## Task1: Third-Order Letter Approximation Model.

In this task, I will build a third-order letter approximation model using English texts from Project Gutenberg. The goal is to create a trigram model that counts the frequency of every sequence of three characters (trigram) in the selected texts.

In [3]:
import re
from collections import defaultdict

### Re (Regular Expresion Module)
- Working with regular expressions is supported by Python's `re` module and is helpful when searching for and modifying strings based on patterns.

### DefaultDict
- The `defaultdict` class is part of Python's collections module and provides a convenient way to create dictionaries with default values.




In [4]:
def preprocess_text(text):
    # Remove preamble and postamble
    start = re.search(r'\*\*\* START OF THIS PROJECT GUTENBERG EBOOK .* \*\*\*', text)
    end = re.search(r'\*\*\* END OF THIS PROJECT GUTENBERG EBOOK .* \*\*\*', text)
    if start and end:
        text = text[start.end():end.start()]
    
    # Remove all characters except for ASCII letters, full stops, and spaces
    text = re.sub(r'[^A-Za-z. ]', '', text)
    
    # Convert all letters to uppercase
    text = text.upper()
    
    return text

### Preprocessing Text

The `preprocess_text` function is designed to clean and prepare the text data for further analysis.

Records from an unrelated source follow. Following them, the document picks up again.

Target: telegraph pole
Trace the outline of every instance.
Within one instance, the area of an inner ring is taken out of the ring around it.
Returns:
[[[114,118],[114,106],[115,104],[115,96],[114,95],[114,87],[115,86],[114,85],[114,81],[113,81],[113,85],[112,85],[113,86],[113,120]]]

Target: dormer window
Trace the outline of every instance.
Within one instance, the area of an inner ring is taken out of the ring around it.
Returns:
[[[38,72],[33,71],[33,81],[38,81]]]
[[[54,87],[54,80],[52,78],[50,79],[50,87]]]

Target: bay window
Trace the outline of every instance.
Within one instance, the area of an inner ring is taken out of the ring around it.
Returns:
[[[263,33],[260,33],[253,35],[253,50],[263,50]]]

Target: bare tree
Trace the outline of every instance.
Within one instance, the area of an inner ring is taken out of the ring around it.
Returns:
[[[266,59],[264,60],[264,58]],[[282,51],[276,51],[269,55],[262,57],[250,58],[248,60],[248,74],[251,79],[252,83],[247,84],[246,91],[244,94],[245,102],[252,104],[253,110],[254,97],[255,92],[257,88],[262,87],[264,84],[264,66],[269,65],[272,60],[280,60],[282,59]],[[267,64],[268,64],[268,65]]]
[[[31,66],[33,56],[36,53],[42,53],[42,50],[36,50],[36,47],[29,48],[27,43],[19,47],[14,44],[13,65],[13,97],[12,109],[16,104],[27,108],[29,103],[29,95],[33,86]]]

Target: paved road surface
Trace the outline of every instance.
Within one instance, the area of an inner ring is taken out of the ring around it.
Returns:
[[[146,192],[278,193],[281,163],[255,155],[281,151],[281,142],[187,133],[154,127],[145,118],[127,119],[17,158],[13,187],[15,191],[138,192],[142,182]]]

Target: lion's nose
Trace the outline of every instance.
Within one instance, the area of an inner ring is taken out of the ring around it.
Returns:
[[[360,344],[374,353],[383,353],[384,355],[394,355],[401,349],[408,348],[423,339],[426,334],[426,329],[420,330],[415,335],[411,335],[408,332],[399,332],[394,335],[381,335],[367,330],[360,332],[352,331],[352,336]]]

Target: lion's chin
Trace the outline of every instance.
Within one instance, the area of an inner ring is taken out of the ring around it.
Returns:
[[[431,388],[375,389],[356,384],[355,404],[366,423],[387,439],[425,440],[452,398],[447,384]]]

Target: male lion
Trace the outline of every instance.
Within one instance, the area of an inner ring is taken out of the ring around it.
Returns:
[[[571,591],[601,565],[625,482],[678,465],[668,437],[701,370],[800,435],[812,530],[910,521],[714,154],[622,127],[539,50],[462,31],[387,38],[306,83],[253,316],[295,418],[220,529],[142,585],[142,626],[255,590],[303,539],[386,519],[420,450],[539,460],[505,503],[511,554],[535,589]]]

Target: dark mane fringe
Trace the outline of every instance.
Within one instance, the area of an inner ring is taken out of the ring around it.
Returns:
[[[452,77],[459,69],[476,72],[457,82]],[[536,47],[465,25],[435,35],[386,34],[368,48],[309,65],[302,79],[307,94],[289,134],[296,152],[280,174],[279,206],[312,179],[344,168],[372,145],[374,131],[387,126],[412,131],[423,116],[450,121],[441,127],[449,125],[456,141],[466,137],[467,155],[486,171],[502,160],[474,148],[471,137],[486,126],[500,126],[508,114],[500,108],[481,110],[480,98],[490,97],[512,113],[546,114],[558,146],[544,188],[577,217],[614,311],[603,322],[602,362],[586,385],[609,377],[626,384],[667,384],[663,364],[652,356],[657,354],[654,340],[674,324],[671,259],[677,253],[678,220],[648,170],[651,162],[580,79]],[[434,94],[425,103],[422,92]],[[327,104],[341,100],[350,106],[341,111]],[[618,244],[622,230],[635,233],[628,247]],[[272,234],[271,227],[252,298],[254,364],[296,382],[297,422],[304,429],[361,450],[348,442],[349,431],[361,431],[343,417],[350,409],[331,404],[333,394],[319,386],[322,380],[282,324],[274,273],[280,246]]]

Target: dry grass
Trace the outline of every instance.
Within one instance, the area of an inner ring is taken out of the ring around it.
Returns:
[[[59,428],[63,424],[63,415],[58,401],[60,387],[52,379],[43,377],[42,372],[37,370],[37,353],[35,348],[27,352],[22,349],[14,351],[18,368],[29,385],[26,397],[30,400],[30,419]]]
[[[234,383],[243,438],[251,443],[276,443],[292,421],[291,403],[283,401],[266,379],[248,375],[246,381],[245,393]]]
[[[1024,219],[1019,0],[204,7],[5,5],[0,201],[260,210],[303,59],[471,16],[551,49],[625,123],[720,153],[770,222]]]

Here are the steps it performs:

1. **Remove Preamble and Postamble**: The function searches for the start and end markers of the Project Gutenberg eBook and removes any text outside these markers.
2. **Remove Unwanted Characters**: It removes all characters except for ASCII letters, full stops, and spaces using a regular expression.
3. **Convert to Uppercase**: Finally, it converts all letters to uppercase to standardize the text.

This preprocessing ensures that the text is in a consistent format, making it easier to build the trigram model.